Bu sefer şaklaban gibi, neredeyse ağzım kulaklarıma varana kadar, gülümsedim ve gözlerimi kıstım. Kafamı eğdim kaşlarımı havaya kaldırıp gözlerimi kapadım ve açtım.
"Zevkle."
Sert olmayacak bir biçimde tokat attım.
"Acımadı lan! Hayaldin, biliyordum."
"Benden günah gitti. Affet beni Uyuyan Yakışıklı ama seni uyandırma vakti."
Bu sefer pek kıyamasam da sert bir tokat attım.
"İnsan bir kıyamaz be!"
"Çok mu acıdı?"
Bu sefer o benim gibi gülümsedi ve kaşlarını kaldırıp kafasını hafif yana eğip bana baktı.
"Öpersen geçer, belki."
"Diğer tarafa da mı bir tokat istiyorsun?"
Arabayı çalıştırdım.
"Kullanmayı biliyorsun. Değil mi?"
"Değil. Bilmiyorum."
Kaşlarını çatarken gözleri kapandı. Zaten uyku sersemiydi. Evinin yerini pek hatırlamadığım için ve güvenli olmayacağını düşündüğümden arabayı bizim tepemize sürdüm. Orada bir kulübe vardı. Bizi şimdilik idare eder. Arabayı oraya sürdüm. Varınca kenara arabayı park ettim. Acaba yolda karşımıza polis çıksaydı ne olurdu. On sekiz yaşının altındayım, ehliyetim yok, araba kullanıyorum, arabada silah var, yanımdaki de bir suçlu ama yasal olarak herhangi bir işlemi yok. Tabi babam öğrenirse bir de bu durumu... Ama öğrenmedi. Varabildik. Arabadan inip arka koltuğun kapısını açtım. Yavaşça çantamı kafasının altından çektim ve elime aldım. Çantamdan aldıklarımı tekrar çantama koydum ve sırtıma attım. Daha sonra Ateş'e döndüm.
"Oğlum kalk hadi yerine yat."
Yaptığım esprideki aptallığı fark edince hemen dilimi ısırdım. Onun için komik değildi çünkü. Boşluğuma denk gelmişti ama neyse ki o uykusunda ve bunu duymadı. Yanına yaklaştım.
"Ateş, Uyuyan Yakışıklı! Kalk hadi."
Benden destek almasını sağladım ve ayağa kalktı. Kulübenin anahtarını ondan aldım, kapıyı açtım, onun içeri girmesini sağladım. Ben de içeri girerken arabanın kapısını kilitledim ve daha sonra kulübeye girip kapıyı kapattım. O oradaki kanepeye uzanırken ben onu durdurdum ve çantamdan onun için aldığım eşofmanı çıkardım.
"Ateş, ıslak ıslak uyuma.
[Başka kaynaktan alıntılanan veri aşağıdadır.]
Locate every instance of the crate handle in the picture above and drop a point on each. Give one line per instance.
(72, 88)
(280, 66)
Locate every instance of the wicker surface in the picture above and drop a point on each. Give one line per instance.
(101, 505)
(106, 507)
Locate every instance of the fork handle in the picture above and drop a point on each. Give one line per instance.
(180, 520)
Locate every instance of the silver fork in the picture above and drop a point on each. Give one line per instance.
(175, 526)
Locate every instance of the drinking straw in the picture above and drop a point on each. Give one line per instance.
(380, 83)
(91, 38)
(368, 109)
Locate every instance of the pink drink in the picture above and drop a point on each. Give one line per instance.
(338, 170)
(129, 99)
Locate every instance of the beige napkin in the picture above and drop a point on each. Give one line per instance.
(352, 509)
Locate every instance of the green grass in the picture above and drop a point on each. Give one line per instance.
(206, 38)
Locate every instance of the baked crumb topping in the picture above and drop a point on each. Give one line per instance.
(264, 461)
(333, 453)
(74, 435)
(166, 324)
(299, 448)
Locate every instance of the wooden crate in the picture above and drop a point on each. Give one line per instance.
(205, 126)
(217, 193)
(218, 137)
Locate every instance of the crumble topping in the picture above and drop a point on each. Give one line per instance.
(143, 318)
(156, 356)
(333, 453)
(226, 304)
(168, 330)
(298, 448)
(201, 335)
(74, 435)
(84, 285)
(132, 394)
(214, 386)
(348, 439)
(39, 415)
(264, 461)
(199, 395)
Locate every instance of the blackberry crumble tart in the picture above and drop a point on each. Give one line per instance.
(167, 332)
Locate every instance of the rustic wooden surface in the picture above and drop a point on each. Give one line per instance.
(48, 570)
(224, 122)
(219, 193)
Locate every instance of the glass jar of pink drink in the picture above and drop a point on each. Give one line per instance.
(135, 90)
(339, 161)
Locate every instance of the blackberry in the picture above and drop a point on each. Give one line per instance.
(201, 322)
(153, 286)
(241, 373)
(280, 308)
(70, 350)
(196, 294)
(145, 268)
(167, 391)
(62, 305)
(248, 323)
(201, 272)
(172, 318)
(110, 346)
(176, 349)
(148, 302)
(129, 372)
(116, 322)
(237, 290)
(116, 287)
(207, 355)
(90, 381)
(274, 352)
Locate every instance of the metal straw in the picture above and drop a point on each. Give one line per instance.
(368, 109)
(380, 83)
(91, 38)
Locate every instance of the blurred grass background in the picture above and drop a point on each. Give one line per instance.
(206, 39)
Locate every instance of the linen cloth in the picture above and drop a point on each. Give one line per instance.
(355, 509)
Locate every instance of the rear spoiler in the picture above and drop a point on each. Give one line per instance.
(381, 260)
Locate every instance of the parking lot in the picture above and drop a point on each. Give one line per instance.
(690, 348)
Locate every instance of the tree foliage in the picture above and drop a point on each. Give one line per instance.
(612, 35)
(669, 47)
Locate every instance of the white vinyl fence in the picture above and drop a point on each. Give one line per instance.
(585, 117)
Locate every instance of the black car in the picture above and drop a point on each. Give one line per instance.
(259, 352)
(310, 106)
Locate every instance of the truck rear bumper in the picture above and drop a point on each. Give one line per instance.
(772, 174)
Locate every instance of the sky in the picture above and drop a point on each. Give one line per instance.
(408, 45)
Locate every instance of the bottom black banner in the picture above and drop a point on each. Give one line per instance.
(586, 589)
Kalk hadi. Üzerini değiştir."
Ona kıyafetlerini verip içerideki başka bir odaya geçtim ve üzerini giyinmesini bekledim. Ben de bu arada odada kendi üzerimi değiştirdim. Sesler kesilince panikle içeri girdim. Üzerini giyip kanepeye sızmıştı. Ayaklarını da kanepeye uzattım. Ateşi vardı. O ne kadar kabullenmek istemese de ona saldırmışlar ve pek de az yara almamış. Mutfağa geçtim, bir kaba su koydum ve temiz bezlerle geri döndüm. Sehpayı çektim ve suyu ve bezleri sehpanın üzerine bıraktıktan sonra çantamdaki ilk yardım malzemelerini de sehpaya bıraktım. Tişörtünü kaldırdığımda morlukları ve hafif bıçak kesiğini görmemle gözlerim doldu. Yumruk yaptığım elimi ısırıp derin bir nefes aldım. Tamam sakinim. Hayır! Sakin filan değilim. Ağlamaya başlarken sessiz olmaya çalıştım. İlk yardım malzemeleriyle korka korka ve çekinerek yarasına pansuman yaptım ve üzerimi kapattım. Parmaklarımı hafifçe morluklarda gezdirdim. Susmak için elimle ağzımı kapattım ve tişörtünü geri indirdim. Canı yandıkça benim canım kalmıyordu. Paramparça olduğumu hissettim. Ateşinin düşmesi için bezleri suya batırdım ve suyunu sıkıp bezler alnına, boynuna, bileklerine koyup bir süre beklettim. Yanına oturup saçlarını okşadım. Telefonum titreyince arayanın Emre olduğunu gördüm. Hemen göz yaşlarımı sildim, yan odaya geçtim ve boğazımı temizleyip telefonu açtım.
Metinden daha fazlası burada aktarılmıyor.